清高の ニュースの感想 令和版

題名川柳・内容超一流!

死刑って そんなにカネが かかるのか?

毎日新聞社発行の『週刊エコノミスト』2009年3月10日号p58「World Watch Washington D.C「死刑制度はカネがかかる?州財政悪化で強まる廃止論」(小松健・毎日新聞北米総局長執筆)が興味深かった。
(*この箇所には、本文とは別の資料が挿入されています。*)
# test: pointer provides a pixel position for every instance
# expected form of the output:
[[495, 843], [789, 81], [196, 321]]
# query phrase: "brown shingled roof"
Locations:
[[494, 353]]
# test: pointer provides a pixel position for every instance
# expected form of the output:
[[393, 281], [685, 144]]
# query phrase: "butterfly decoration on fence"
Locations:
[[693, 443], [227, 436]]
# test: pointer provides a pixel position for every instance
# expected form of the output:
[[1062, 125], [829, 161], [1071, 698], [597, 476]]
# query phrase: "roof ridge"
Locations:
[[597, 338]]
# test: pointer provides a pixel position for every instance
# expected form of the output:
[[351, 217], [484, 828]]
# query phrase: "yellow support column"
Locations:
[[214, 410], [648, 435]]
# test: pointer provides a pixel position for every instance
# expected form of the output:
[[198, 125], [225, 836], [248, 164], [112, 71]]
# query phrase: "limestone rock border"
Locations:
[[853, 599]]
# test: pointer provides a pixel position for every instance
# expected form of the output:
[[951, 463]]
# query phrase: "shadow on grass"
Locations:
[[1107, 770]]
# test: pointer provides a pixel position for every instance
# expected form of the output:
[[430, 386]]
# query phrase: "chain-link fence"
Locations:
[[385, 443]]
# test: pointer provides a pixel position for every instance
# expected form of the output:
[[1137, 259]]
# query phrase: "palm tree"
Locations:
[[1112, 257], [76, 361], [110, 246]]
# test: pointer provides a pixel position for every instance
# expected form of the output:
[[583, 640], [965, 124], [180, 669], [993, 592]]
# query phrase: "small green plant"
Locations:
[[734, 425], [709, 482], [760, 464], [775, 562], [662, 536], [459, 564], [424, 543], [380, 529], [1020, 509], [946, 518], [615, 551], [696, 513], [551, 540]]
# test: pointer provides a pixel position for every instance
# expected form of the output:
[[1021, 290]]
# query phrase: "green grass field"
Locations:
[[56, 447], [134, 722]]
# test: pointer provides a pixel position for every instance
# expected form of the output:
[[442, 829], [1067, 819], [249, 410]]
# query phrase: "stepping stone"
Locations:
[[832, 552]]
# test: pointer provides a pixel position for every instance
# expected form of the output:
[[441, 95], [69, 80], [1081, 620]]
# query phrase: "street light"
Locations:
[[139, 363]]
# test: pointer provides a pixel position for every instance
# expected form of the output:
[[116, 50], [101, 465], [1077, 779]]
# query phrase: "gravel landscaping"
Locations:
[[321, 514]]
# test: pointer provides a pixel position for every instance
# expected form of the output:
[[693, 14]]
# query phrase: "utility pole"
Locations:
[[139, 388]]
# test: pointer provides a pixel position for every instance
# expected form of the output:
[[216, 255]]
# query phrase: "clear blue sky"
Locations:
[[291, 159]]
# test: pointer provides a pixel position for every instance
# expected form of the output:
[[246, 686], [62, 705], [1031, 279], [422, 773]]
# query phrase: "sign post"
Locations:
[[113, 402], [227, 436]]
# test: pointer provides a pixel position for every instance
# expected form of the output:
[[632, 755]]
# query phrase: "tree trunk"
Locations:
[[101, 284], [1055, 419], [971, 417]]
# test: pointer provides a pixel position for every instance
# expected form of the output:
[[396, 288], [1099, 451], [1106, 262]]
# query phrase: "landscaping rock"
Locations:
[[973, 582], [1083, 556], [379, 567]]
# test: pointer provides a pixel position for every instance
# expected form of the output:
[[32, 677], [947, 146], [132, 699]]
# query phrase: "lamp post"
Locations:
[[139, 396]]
死刑廃止論の根拠はいろいろある。たとえば、凶悪犯の抑止効果が確認されていないとか、冤罪のリスクが極めて高い(生きていればその後の人生を生きることができるが、死刑が執行されるとその後の人生すらない。つまり、回復可能性がない、ということ)など。しかし、繰り返すが、上記記事の死刑廃止の根拠は、お金がかかることである。どういうことだろう?

上記『週刊エコノミスト』の記事を要約すると、死刑判決が出る可能性があると、公費で被告人の弁護士の数を増やしたり、専門家による鑑定作業が慎重になる結果、裁判が複雑化し、長期化するので、コストがかかるのだという。さらに、被告人が上訴すれば、さらに相当の年月がかかるという。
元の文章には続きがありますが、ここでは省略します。